Tuesday 10 March 2015

The same, yet different

I had kind of a strange experience yesterday. I was biking to class, which is a pretty routine thing for me, and all of a sudden I got the feeling of being lost. Now if you know me you'll know that I'm terrible with directions, but come on. I've been living at my new place for about 3 weeks now and I bike to Ångström pretty much every day. I should know where I'm going. And yet, somehow, I just didn't recognize the street properly. I wasn't lost, of course, and once I got over my brief confusion I continued on my way to class. It wasn't until I saw a cloud of dust blowing around in the Ångström parking lot that I realized what was different: the streets were dry.

I know this may not sound like much of a revelation, but this was the first time I had seen my path to school without it being damp or snowy. It's been sunny and warm the past few days, so I'm going to go ahead and get my hopes up that this is a sign of winter ending. That, and the fact that even if I have class until 17.00 these days it's still light outside when I get home, which is a novelty after the darkness!

But enough about the weather. The class I was cycling to yesterday (and today) was the last component in my Quantum Field Theory course: a crash course on the Higgs boson! I had actually done something similar to this before, but that was before I had the tools to really appreciate what exactly I was doing.

Now, I've found in the past that typically when a course has some kind of added component, especially when it's taught by someone else (I'm looking at you, labs), I haven't overly enjoyed it, so I was a little bit sceptical about the crash course. However, it actually turned out to be really cool! Basically we spent two afternoons motivating the need for the Higgs mechanism, and then working out some of the details of how it works and how to test it. In fact, I'm currently procrastinating that assignment by writing this post, so I better at least say something about the material to compensate for that.

Basically quantum field theories (which are how we describe particles that can interact) are governed by an expression called the Lagrangian.

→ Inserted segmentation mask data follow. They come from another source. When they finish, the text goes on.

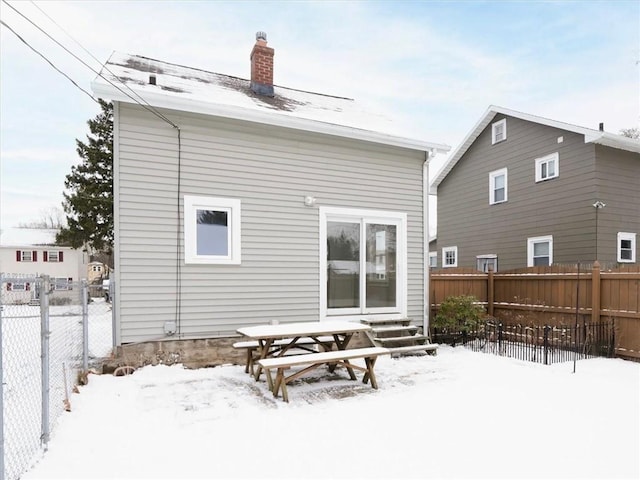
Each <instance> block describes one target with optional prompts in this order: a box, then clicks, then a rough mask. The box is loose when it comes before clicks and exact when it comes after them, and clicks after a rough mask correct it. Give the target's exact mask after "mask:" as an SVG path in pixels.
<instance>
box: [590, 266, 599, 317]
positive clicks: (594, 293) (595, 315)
mask: <svg viewBox="0 0 640 480" xmlns="http://www.w3.org/2000/svg"><path fill="white" fill-rule="evenodd" d="M591 323H600V263H599V262H598V261H597V260H596V261H595V262H593V268H592V270H591Z"/></svg>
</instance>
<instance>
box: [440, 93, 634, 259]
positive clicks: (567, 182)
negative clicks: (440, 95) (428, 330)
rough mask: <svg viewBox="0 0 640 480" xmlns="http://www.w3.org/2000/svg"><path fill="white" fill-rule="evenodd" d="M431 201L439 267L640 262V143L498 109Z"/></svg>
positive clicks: (481, 129)
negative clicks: (437, 206)
mask: <svg viewBox="0 0 640 480" xmlns="http://www.w3.org/2000/svg"><path fill="white" fill-rule="evenodd" d="M601 127H602V126H601ZM430 193H432V194H437V198H438V232H437V241H434V242H431V246H430V250H431V255H437V259H436V260H435V261H436V262H437V266H438V267H445V268H446V267H456V266H458V267H472V268H473V267H475V268H477V269H479V270H484V271H486V270H487V268H488V267H489V265H492V266H493V268H494V269H495V270H509V269H513V268H521V267H527V266H534V265H550V264H553V263H560V264H561V263H575V262H578V261H582V262H593V261H594V260H596V259H597V260H599V261H600V262H601V263H605V264H607V265H611V264H615V263H620V264H622V263H636V262H638V261H639V259H640V256H639V250H638V238H637V237H638V234H639V232H640V140H636V139H631V138H627V137H623V136H620V135H614V134H611V133H606V132H604V131H602V128H601V129H600V130H592V129H589V128H583V127H577V126H575V125H570V124H566V123H562V122H558V121H554V120H549V119H546V118H541V117H536V116H533V115H528V114H525V113H521V112H516V111H513V110H508V109H505V108H500V107H493V106H492V107H490V108H489V109H488V110H487V112H486V113H485V114H484V115H483V116H482V118H481V119H480V121H479V122H478V123H477V124H476V126H475V127H474V128H473V129H472V130H471V132H470V133H469V134H468V135H467V137H466V138H465V139H464V141H463V142H462V144H461V145H460V146H459V147H458V149H457V150H456V151H455V152H453V153H452V154H451V156H450V158H449V159H448V161H447V163H446V164H445V165H444V167H443V168H442V170H441V171H440V172H439V174H438V176H437V177H436V179H435V180H434V182H433V183H432V185H431V190H430Z"/></svg>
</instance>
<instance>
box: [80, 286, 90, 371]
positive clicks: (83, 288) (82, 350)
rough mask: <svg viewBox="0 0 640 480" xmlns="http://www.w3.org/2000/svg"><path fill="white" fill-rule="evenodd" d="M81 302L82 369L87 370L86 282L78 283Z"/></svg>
mask: <svg viewBox="0 0 640 480" xmlns="http://www.w3.org/2000/svg"><path fill="white" fill-rule="evenodd" d="M80 288H81V292H82V293H81V301H82V369H83V370H84V371H85V372H86V371H87V370H89V285H88V284H87V281H86V280H84V279H83V280H82V281H81V283H80Z"/></svg>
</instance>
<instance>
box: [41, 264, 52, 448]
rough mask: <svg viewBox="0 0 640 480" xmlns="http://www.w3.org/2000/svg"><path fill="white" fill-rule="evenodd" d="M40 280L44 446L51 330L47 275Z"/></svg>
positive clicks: (48, 278) (42, 441) (48, 387)
mask: <svg viewBox="0 0 640 480" xmlns="http://www.w3.org/2000/svg"><path fill="white" fill-rule="evenodd" d="M40 279H41V282H42V288H41V289H40V338H41V346H40V358H41V365H40V368H41V369H42V372H41V374H42V383H41V385H42V386H41V388H42V405H41V408H42V426H41V427H42V435H41V436H40V441H41V442H42V444H43V445H44V446H45V449H46V446H47V444H48V443H49V436H50V433H51V432H50V430H49V387H50V378H49V362H50V358H49V337H50V335H51V332H50V331H49V293H50V291H49V290H50V288H51V287H50V282H49V275H42V276H41V277H40Z"/></svg>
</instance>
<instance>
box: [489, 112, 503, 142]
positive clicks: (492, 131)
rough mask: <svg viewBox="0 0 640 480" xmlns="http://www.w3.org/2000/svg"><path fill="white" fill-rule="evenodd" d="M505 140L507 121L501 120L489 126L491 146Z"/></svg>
mask: <svg viewBox="0 0 640 480" xmlns="http://www.w3.org/2000/svg"><path fill="white" fill-rule="evenodd" d="M506 139H507V119H506V118H503V119H502V120H500V121H499V122H495V123H493V124H492V125H491V145H495V144H496V143H500V142H502V141H504V140H506Z"/></svg>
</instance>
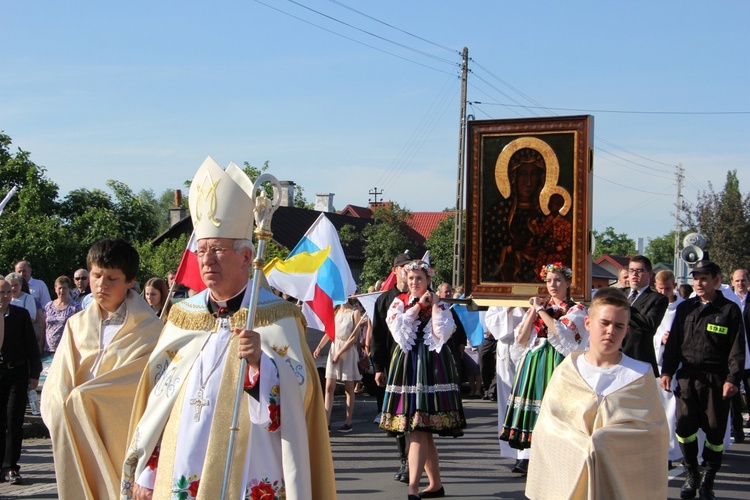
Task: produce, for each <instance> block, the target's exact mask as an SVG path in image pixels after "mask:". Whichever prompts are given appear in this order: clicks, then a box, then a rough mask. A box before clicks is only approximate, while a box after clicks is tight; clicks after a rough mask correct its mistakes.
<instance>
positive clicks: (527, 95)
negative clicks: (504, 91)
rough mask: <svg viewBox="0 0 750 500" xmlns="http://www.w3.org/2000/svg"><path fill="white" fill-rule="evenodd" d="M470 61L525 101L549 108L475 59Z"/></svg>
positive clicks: (526, 106)
mask: <svg viewBox="0 0 750 500" xmlns="http://www.w3.org/2000/svg"><path fill="white" fill-rule="evenodd" d="M471 62H472V63H474V65H475V66H476V67H478V68H479V69H481V70H483V71H486V72H487V74H489V75H490V76H491V77H493V78H494V79H495V80H497V81H498V82H500V83H502V84H503V85H505V86H506V87H508V88H509V89H511V90H512V91H513V92H515V93H516V94H518V95H520V96H521V97H523V98H524V99H526V100H527V101H529V102H532V103H534V104H535V105H536V106H538V107H539V108H541V109H545V110H549V108H546V107H544V106H543V105H542V104H541V103H540V102H538V101H535V100H534V99H532V98H531V97H529V96H528V95H526V94H524V93H523V92H521V91H520V90H518V89H517V88H515V87H514V86H513V85H511V84H510V83H508V82H506V81H505V80H503V79H502V78H500V77H499V76H497V75H496V74H495V73H493V72H492V71H490V70H489V69H487V68H485V67H484V66H482V65H481V64H479V63H478V62H476V60H474V59H471ZM474 76H476V74H475V75H474ZM502 94H503V95H507V94H505V93H504V92H502ZM508 97H509V96H508ZM509 98H510V97H509ZM511 100H512V101H513V102H515V103H518V104H519V106H522V107H528V106H523V105H521V104H520V103H519V102H518V101H516V100H515V99H511Z"/></svg>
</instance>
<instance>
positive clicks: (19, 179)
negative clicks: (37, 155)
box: [0, 132, 58, 216]
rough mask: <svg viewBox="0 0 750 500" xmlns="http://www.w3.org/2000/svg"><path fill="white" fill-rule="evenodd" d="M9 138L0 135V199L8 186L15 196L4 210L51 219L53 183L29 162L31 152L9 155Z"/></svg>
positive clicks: (52, 204)
mask: <svg viewBox="0 0 750 500" xmlns="http://www.w3.org/2000/svg"><path fill="white" fill-rule="evenodd" d="M11 143H12V141H11V139H10V137H8V136H7V135H5V134H4V133H1V132H0V189H2V190H3V196H5V193H7V192H8V191H9V190H10V188H11V187H12V186H16V187H17V188H18V193H17V194H16V195H15V196H14V197H13V199H11V200H10V202H9V203H8V206H6V207H5V209H6V210H9V211H13V212H17V213H18V214H19V215H20V216H26V215H31V214H39V215H46V216H52V215H54V214H55V213H56V211H57V201H56V200H57V189H58V188H57V184H55V183H54V182H52V181H51V180H49V179H48V178H47V176H46V172H47V171H46V169H45V168H44V167H40V166H38V165H37V164H35V163H34V162H33V161H31V159H30V157H31V153H29V152H28V151H23V150H22V149H20V148H19V149H18V151H17V152H16V153H11V152H10V145H11Z"/></svg>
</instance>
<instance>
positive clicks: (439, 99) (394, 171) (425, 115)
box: [375, 75, 458, 186]
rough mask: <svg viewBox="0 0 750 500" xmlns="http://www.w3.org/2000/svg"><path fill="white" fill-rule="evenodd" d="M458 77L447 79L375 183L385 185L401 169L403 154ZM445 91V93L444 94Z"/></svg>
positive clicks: (428, 121) (444, 92)
mask: <svg viewBox="0 0 750 500" xmlns="http://www.w3.org/2000/svg"><path fill="white" fill-rule="evenodd" d="M457 81H458V80H457V79H456V78H455V75H452V77H451V78H449V79H448V80H446V81H445V83H444V84H443V87H442V88H441V89H440V91H439V92H438V94H437V95H436V96H435V99H434V100H433V102H432V104H431V105H430V107H429V109H428V110H427V111H426V112H425V114H424V115H423V116H422V119H421V120H420V121H419V123H418V124H417V126H416V127H415V129H414V131H413V132H412V134H411V136H410V137H409V139H408V140H407V141H406V142H405V143H404V145H403V146H402V148H401V150H400V151H399V153H398V154H397V155H396V157H395V158H394V159H393V161H392V162H391V164H390V165H389V166H388V168H387V169H386V170H385V172H383V173H382V174H381V175H380V178H378V180H377V182H376V183H375V185H380V186H383V183H384V182H385V181H386V180H389V178H391V177H392V176H393V175H395V172H397V171H398V170H399V163H400V161H401V158H402V157H403V156H406V154H407V153H406V152H407V151H408V150H409V149H411V148H412V145H413V144H414V143H415V142H416V141H417V137H418V136H420V135H422V130H423V129H424V128H426V127H427V123H428V122H429V120H430V117H431V115H434V113H435V111H434V110H435V109H437V105H438V103H439V102H444V101H445V99H446V97H445V96H447V95H448V93H449V92H450V90H451V89H453V88H455V86H456V83H457ZM451 82H452V83H453V85H452V86H451V87H450V88H448V86H449V84H450V83H451ZM444 93H445V94H444ZM391 170H393V172H394V173H391Z"/></svg>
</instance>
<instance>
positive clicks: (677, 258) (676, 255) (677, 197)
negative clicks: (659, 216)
mask: <svg viewBox="0 0 750 500" xmlns="http://www.w3.org/2000/svg"><path fill="white" fill-rule="evenodd" d="M683 178H684V175H683V173H682V163H679V164H678V165H677V205H675V207H676V210H675V214H676V215H675V222H674V275H675V277H676V278H677V283H678V284H679V283H680V279H684V278H685V276H682V274H683V272H682V271H683V268H684V266H683V265H682V257H681V255H680V229H682V224H681V222H680V211H681V210H682V179H683Z"/></svg>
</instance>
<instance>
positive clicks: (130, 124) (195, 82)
mask: <svg viewBox="0 0 750 500" xmlns="http://www.w3.org/2000/svg"><path fill="white" fill-rule="evenodd" d="M0 6H1V7H2V12H3V15H2V16H1V17H0V58H1V59H0V63H1V64H2V68H3V77H2V78H0V130H3V131H4V132H5V133H6V134H8V135H9V136H10V137H11V138H12V139H13V147H14V148H22V149H24V150H26V151H30V152H31V153H32V156H31V159H32V160H33V161H34V162H36V163H37V164H39V165H42V166H44V167H45V168H46V169H47V171H48V175H49V177H50V178H51V179H52V180H53V181H54V182H56V183H57V184H58V185H59V186H60V192H61V195H64V194H65V193H67V192H68V191H70V190H71V189H76V188H79V187H87V188H104V187H105V182H106V180H107V179H110V178H112V179H117V180H120V181H123V182H126V183H127V184H128V185H130V186H131V187H132V188H133V189H134V190H136V191H138V190H140V189H144V188H149V189H153V190H154V191H155V192H156V193H157V194H159V193H161V192H162V191H164V190H165V189H175V188H180V187H182V184H183V182H184V181H185V180H187V179H189V178H191V177H192V175H193V173H194V172H195V170H196V169H197V167H198V166H199V165H200V164H201V163H202V161H203V159H204V158H205V157H206V156H207V155H210V156H212V157H213V158H214V159H215V160H216V161H217V162H218V163H219V164H221V165H224V166H226V165H227V164H228V163H229V162H230V161H235V162H237V163H240V164H241V163H242V162H243V161H248V162H250V163H251V164H253V165H256V166H259V165H262V164H263V162H265V161H269V162H270V166H271V168H270V170H269V171H270V172H271V173H273V174H274V175H276V176H277V177H278V178H279V179H281V180H292V181H294V182H296V183H297V184H299V185H301V186H302V187H304V189H305V194H306V196H307V198H308V200H310V201H312V200H313V198H314V194H315V193H318V192H320V193H324V192H332V193H335V198H334V205H335V206H336V208H338V209H341V208H343V207H344V206H345V205H347V204H355V205H366V204H367V202H368V198H370V196H369V195H368V191H370V190H372V189H373V188H375V187H377V188H378V190H381V189H382V190H384V191H385V192H384V195H383V197H384V198H385V199H386V200H393V201H396V202H398V203H399V204H401V205H402V206H404V207H406V208H409V209H411V210H415V211H421V210H442V209H443V208H445V207H450V206H453V205H454V204H455V192H456V187H455V182H456V166H457V158H458V129H459V125H458V122H459V94H460V82H459V79H458V74H459V63H460V51H461V50H462V48H463V47H468V48H469V56H470V58H471V59H472V62H471V63H470V69H471V74H470V76H469V88H468V100H469V101H471V102H481V103H483V104H474V105H472V106H470V107H469V109H468V112H469V113H471V114H473V115H474V116H475V117H476V118H477V119H489V118H515V117H519V116H549V115H551V114H558V115H577V114H592V115H594V117H595V125H594V133H595V139H594V146H595V179H594V200H593V207H594V229H597V230H600V231H601V230H604V229H605V228H606V227H607V226H613V227H614V228H615V230H616V231H617V232H618V233H620V232H624V233H627V234H628V235H629V236H630V237H632V238H639V237H643V238H649V237H654V236H660V235H663V234H665V233H667V232H669V231H670V230H672V229H673V228H674V215H673V214H674V203H675V199H676V182H675V175H674V172H675V167H674V166H675V165H677V164H678V163H681V164H682V165H683V167H684V169H685V173H686V182H685V185H684V188H683V193H684V196H685V200H686V201H688V202H692V201H694V200H695V199H696V196H697V193H698V191H699V190H700V189H706V188H707V187H708V183H709V182H711V183H712V184H713V186H714V188H716V189H721V188H722V187H723V185H724V180H725V178H726V172H727V170H735V169H736V170H737V171H738V174H739V178H740V186H741V188H742V189H743V191H745V192H748V191H750V92H749V91H748V89H750V64H748V63H749V62H750V55H749V54H750V53H749V52H748V47H750V34H748V33H749V32H750V30H748V29H747V21H748V19H750V3H748V2H744V1H726V2H717V3H710V4H709V3H706V2H697V1H685V2H645V1H631V2H618V3H614V2H593V1H592V2H589V1H576V2H552V1H540V2H522V1H502V2H501V1H492V2H491V1H481V0H479V1H472V2H464V1H458V0H454V1H408V2H404V1H390V0H383V1H379V2H354V1H352V0H299V1H295V2H292V1H288V0H286V1H284V0H263V3H261V2H257V1H254V0H235V1H217V2H211V3H209V2H195V1H183V2H145V1H140V0H133V1H131V2H127V3H109V2H104V3H98V4H92V3H90V2H80V1H74V2H41V1H27V2H18V1H10V0H0ZM269 6H272V7H273V8H272V7H269ZM305 7H308V8H305ZM310 9H313V10H315V11H318V12H320V13H323V14H325V15H326V16H330V17H324V16H321V15H320V14H318V13H316V12H314V11H313V10H310ZM352 9H356V10H358V11H359V12H356V11H354V10H352ZM280 11H283V12H280ZM362 14H366V15H367V16H370V17H371V18H374V19H371V18H370V17H366V16H364V15H362ZM339 21H340V22H339ZM344 23H346V24H344ZM388 25H390V26H388ZM355 28H356V29H355ZM394 28H395V29H394ZM366 32H369V33H371V34H373V35H375V36H372V35H370V34H368V33H366ZM412 35H416V36H412ZM540 106H542V107H546V108H547V109H539V107H540ZM608 111H621V112H622V111H625V112H628V113H613V112H608ZM635 112H638V113H635ZM641 112H643V113H641ZM663 112H669V113H663ZM675 113H680V114H675ZM729 113H731V114H729Z"/></svg>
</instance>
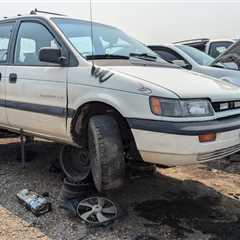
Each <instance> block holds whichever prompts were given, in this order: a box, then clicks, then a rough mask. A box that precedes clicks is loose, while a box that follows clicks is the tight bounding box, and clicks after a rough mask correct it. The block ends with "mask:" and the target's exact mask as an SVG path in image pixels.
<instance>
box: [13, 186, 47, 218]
mask: <svg viewBox="0 0 240 240" xmlns="http://www.w3.org/2000/svg"><path fill="white" fill-rule="evenodd" d="M48 197H49V194H48V193H44V194H43V195H39V194H37V193H35V192H33V191H29V190H28V189H23V190H21V191H20V192H19V193H18V194H17V198H18V200H19V202H20V203H21V204H23V205H24V206H25V207H26V208H27V209H28V210H30V211H31V212H32V213H33V214H34V215H35V216H36V217H39V216H41V215H43V214H45V213H47V212H50V211H51V209H52V205H51V203H50V202H49V199H48Z"/></svg>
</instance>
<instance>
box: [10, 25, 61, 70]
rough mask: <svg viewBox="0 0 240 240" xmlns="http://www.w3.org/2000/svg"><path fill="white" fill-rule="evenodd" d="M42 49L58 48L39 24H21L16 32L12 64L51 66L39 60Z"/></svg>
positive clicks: (52, 40) (47, 34)
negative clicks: (40, 51) (39, 57)
mask: <svg viewBox="0 0 240 240" xmlns="http://www.w3.org/2000/svg"><path fill="white" fill-rule="evenodd" d="M43 47H52V48H59V45H58V44H57V42H56V40H55V38H54V37H53V35H52V34H51V33H50V32H49V31H48V29H47V28H46V27H44V26H43V25H42V24H40V23H34V22H23V23H22V24H21V26H20V28H19V31H18V37H17V43H16V48H15V57H14V63H17V64H21V65H31V66H34V65H51V64H50V63H44V62H41V61H40V60H39V56H38V55H39V51H40V49H41V48H43Z"/></svg>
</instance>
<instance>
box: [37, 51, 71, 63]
mask: <svg viewBox="0 0 240 240" xmlns="http://www.w3.org/2000/svg"><path fill="white" fill-rule="evenodd" d="M39 60H40V61H41V62H49V63H56V64H60V65H66V60H67V59H66V57H64V56H62V51H61V49H59V48H51V47H44V48H41V49H40V51H39Z"/></svg>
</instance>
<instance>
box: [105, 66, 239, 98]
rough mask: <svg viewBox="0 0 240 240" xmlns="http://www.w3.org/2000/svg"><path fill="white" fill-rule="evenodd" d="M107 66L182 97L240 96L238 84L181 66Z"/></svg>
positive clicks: (188, 97)
mask: <svg viewBox="0 0 240 240" xmlns="http://www.w3.org/2000/svg"><path fill="white" fill-rule="evenodd" d="M107 68H108V69H110V70H112V71H116V72H119V73H122V74H126V75H129V76H131V77H135V78H138V79H139V80H140V81H142V82H148V83H151V84H152V85H155V86H158V87H162V88H165V89H168V90H169V91H171V92H174V93H175V94H176V95H178V96H179V97H180V98H210V99H211V100H212V101H227V100H229V101H230V100H236V99H239V98H240V88H239V87H237V86H236V85H233V84H230V83H227V82H225V81H222V80H218V79H215V78H212V77H209V76H205V75H202V74H199V73H193V72H189V71H186V70H182V69H179V68H167V67H149V66H145V67H144V66H109V67H107Z"/></svg>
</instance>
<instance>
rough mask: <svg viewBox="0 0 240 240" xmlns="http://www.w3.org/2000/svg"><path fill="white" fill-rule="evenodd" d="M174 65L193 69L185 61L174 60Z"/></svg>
mask: <svg viewBox="0 0 240 240" xmlns="http://www.w3.org/2000/svg"><path fill="white" fill-rule="evenodd" d="M172 63H173V64H175V65H177V66H179V67H182V68H186V69H191V65H190V64H188V63H186V62H185V61H184V60H174V61H172Z"/></svg>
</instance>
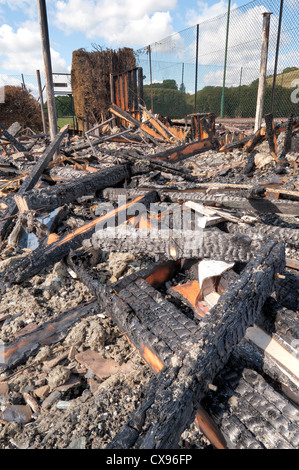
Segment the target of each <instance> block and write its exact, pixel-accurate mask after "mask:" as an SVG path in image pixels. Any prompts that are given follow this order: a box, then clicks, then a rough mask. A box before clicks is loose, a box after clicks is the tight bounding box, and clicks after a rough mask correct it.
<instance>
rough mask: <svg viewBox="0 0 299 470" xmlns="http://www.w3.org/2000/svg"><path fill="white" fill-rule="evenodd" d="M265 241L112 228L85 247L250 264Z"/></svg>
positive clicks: (220, 235) (194, 231) (92, 238)
mask: <svg viewBox="0 0 299 470" xmlns="http://www.w3.org/2000/svg"><path fill="white" fill-rule="evenodd" d="M263 243H264V239H263V240H262V239H259V240H254V239H251V238H249V237H248V236H246V235H243V234H241V235H240V234H239V235H238V234H236V235H229V234H226V233H224V232H220V231H217V232H216V231H208V230H207V231H206V230H203V231H202V230H197V231H191V230H188V232H187V233H186V231H184V230H182V231H175V230H174V231H171V230H170V231H169V232H168V235H167V236H166V235H165V234H163V232H162V231H160V230H158V229H150V230H147V229H135V228H131V227H119V228H118V229H117V230H116V231H115V230H113V229H110V228H109V227H108V228H107V229H106V230H104V231H102V232H96V233H95V234H94V235H93V236H92V238H91V239H89V240H86V241H85V242H84V246H85V247H86V248H88V247H93V248H94V249H101V250H105V251H119V252H132V253H135V252H136V251H137V252H140V253H147V254H149V255H159V256H161V257H162V258H165V259H170V260H171V259H173V260H177V259H183V258H185V259H187V258H212V259H218V260H223V261H249V260H250V258H251V256H252V254H253V253H254V252H255V251H256V250H257V249H258V248H260V247H261V246H262V244H263Z"/></svg>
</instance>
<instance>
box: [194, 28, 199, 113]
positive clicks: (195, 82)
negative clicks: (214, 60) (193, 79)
mask: <svg viewBox="0 0 299 470" xmlns="http://www.w3.org/2000/svg"><path fill="white" fill-rule="evenodd" d="M198 41H199V24H198V25H196V62H195V97H194V112H195V113H196V108H197V71H198Z"/></svg>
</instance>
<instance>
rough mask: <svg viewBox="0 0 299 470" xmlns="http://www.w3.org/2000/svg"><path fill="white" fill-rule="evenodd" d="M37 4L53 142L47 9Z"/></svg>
mask: <svg viewBox="0 0 299 470" xmlns="http://www.w3.org/2000/svg"><path fill="white" fill-rule="evenodd" d="M37 4H38V17H39V24H40V31H41V42H42V51H43V58H44V64H45V80H46V90H47V106H48V119H49V128H50V136H51V140H52V141H53V139H54V137H55V136H56V134H57V117H56V108H55V95H54V87H53V76H52V64H51V53H50V41H49V29H48V19H47V7H46V1H45V0H37Z"/></svg>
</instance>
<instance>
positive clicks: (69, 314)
mask: <svg viewBox="0 0 299 470" xmlns="http://www.w3.org/2000/svg"><path fill="white" fill-rule="evenodd" d="M95 308H97V302H94V301H93V302H89V303H88V304H86V305H82V306H79V307H76V308H74V309H72V310H70V311H68V312H64V313H62V314H61V315H60V316H59V317H58V318H55V319H54V320H51V321H49V322H47V323H45V324H43V325H41V326H39V327H37V329H36V330H34V331H33V332H31V333H27V334H26V335H22V336H19V337H18V338H16V339H15V340H13V341H11V342H10V343H2V344H1V345H0V357H1V362H0V370H1V369H2V370H6V369H10V368H12V367H15V366H17V365H18V364H20V363H21V362H22V361H23V360H24V359H26V358H27V357H29V356H30V355H31V354H33V353H35V352H36V351H37V350H38V349H39V348H40V347H41V346H44V345H46V344H51V343H55V342H57V341H60V340H61V339H62V338H63V337H64V336H66V334H67V332H68V330H69V328H70V327H71V326H72V325H73V324H74V323H75V322H76V321H78V320H79V319H80V318H82V317H83V316H85V315H88V313H89V312H90V311H91V310H92V309H95Z"/></svg>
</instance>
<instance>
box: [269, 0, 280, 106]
mask: <svg viewBox="0 0 299 470" xmlns="http://www.w3.org/2000/svg"><path fill="white" fill-rule="evenodd" d="M282 11H283V0H280V10H279V21H278V31H277V42H276V52H275V64H274V74H273V84H272V95H271V113H272V114H273V109H274V96H275V85H276V76H277V64H278V53H279V44H280V32H281V21H282Z"/></svg>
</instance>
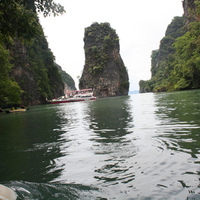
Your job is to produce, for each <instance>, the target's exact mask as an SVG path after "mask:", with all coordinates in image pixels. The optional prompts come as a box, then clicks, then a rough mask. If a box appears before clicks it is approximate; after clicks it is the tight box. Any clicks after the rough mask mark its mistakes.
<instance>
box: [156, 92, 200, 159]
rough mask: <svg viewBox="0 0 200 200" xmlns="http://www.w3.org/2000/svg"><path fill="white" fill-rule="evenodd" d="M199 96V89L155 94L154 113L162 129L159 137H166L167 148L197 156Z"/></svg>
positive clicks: (197, 141) (198, 114)
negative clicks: (158, 119)
mask: <svg viewBox="0 0 200 200" xmlns="http://www.w3.org/2000/svg"><path fill="white" fill-rule="evenodd" d="M194 93H195V95H194ZM199 97H200V92H199V90H196V91H187V92H176V93H169V94H158V95H156V106H157V108H158V109H157V111H156V115H157V116H158V117H159V120H160V121H161V124H160V130H162V131H163V133H161V135H160V137H164V138H168V140H164V141H165V145H166V146H167V148H169V149H173V150H175V151H181V152H185V153H189V154H190V155H191V157H193V158H198V154H199V150H200V145H199V135H200V121H199V116H200V104H199Z"/></svg>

Experience tells us that these expressions should have certain symmetries. For example, if you look at an interaction from another viewpoint, you should still get the same results, which means the Lagrangian should have a rotational symmetry. Another type of symmetry that we typically require is called a gauge symmetry. Now, the Lagrangian also encodes what the masses of the various particles in our theory should be. However, when we write these "mass terms" in, we often lose our gauge symmetry, which is unacceptable. The Higgs mechanism provides a neat solution. I would be tempted to call it a mathematical trick if it didn't have such serious physical consequences.

The Higgs mechanism allows you to rewrite the Lagrangian to "hide" your mass terms such that they only appear later on, leaving our Lagrangian with the desired symmetry. However, as is often the case in physics, simplifying one thing causes another to get more complicated. In this case, the "price" we have to pay to simplify our Lagrangian is that the theory becomes more complex: we have to add another particle, the Higgs boson. This is why I wouldn't just call it a trick, since it requires the existence of an actual measurable phenomenon, so it is empirically falsifiable. Luckily for us, the discovery of the Higgs boson was announced on July 4th 2011 2012 by CERN (which is a very cool place if you ever get to visit!). So my crash course is really useful to describe real life, and as such I better get back to work on my assignment. Wish me luck!

edit: Thanks to Danu for correcting the date on the Higgs boson discovery!